John Pattullo | Janus Henderson Investors
John Pattullo

John Pattullo

Co-Head of Global Bonds | Portfolio Manager


21 Aug 2015

​Jenna and I have a lot of sympathy for arguments that deflationary elements are affecting the global economy and hence supporting ‘lower for longer’ interest rates. The economic textbooks would suggest that following US$16 trillion dollars of quantitative easing (QE), both economic growth and inflation should be very strong, but it is not. We both have an economics degree but have found it woeful in explaining why bond yields keep falling. There are many reasons why the global recovery has been so miserable: banks, corporates, governments and consumers all simultaneously deleveraging their balance sheets, creating excess savings; the secular stagnation thesis; demographics; lack of growth of global trade; and the end of the commodity super cycle.
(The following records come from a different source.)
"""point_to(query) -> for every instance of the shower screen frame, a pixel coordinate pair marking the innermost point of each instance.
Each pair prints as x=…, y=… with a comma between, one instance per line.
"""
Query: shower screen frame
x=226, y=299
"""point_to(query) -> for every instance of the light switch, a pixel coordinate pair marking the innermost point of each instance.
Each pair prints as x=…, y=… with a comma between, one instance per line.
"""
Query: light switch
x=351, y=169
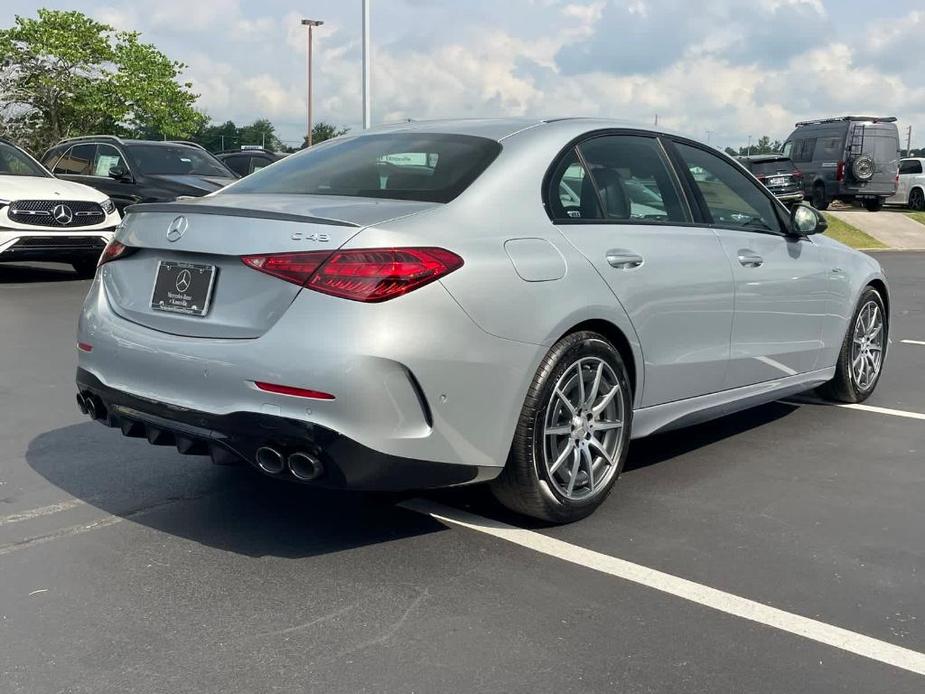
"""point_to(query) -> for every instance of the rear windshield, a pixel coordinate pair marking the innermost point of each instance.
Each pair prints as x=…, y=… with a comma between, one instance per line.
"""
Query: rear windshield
x=404, y=166
x=782, y=165
x=176, y=160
Alongside this we would highlight the extraordinary effects that technology is having on increased utilisation of existing capacity, particularly through the sharing economy. This is bringing prices down in many industries, contributing to the deflationary forces gripping the world.

Swapping on scale

Readers of my age will remember the TV programme Noel Edmond’s Swap Shop on a Saturday morning – where children would turn up in the studio, at outside broadcasts, or phone in wanting to swap one toy for another. Children would duly exchange toys and everybody would go home with a “new” toy. Most of us have shared rides on the school run or to the children’s cricket match, hired morning suits from Moss Bros to avoid buying a rarely used item or swapped excess foreign exchange with a colleague to cut out the middle man. I remember an Australian school teacher who even swapped his job and house for a year with one of our UK-based teachers.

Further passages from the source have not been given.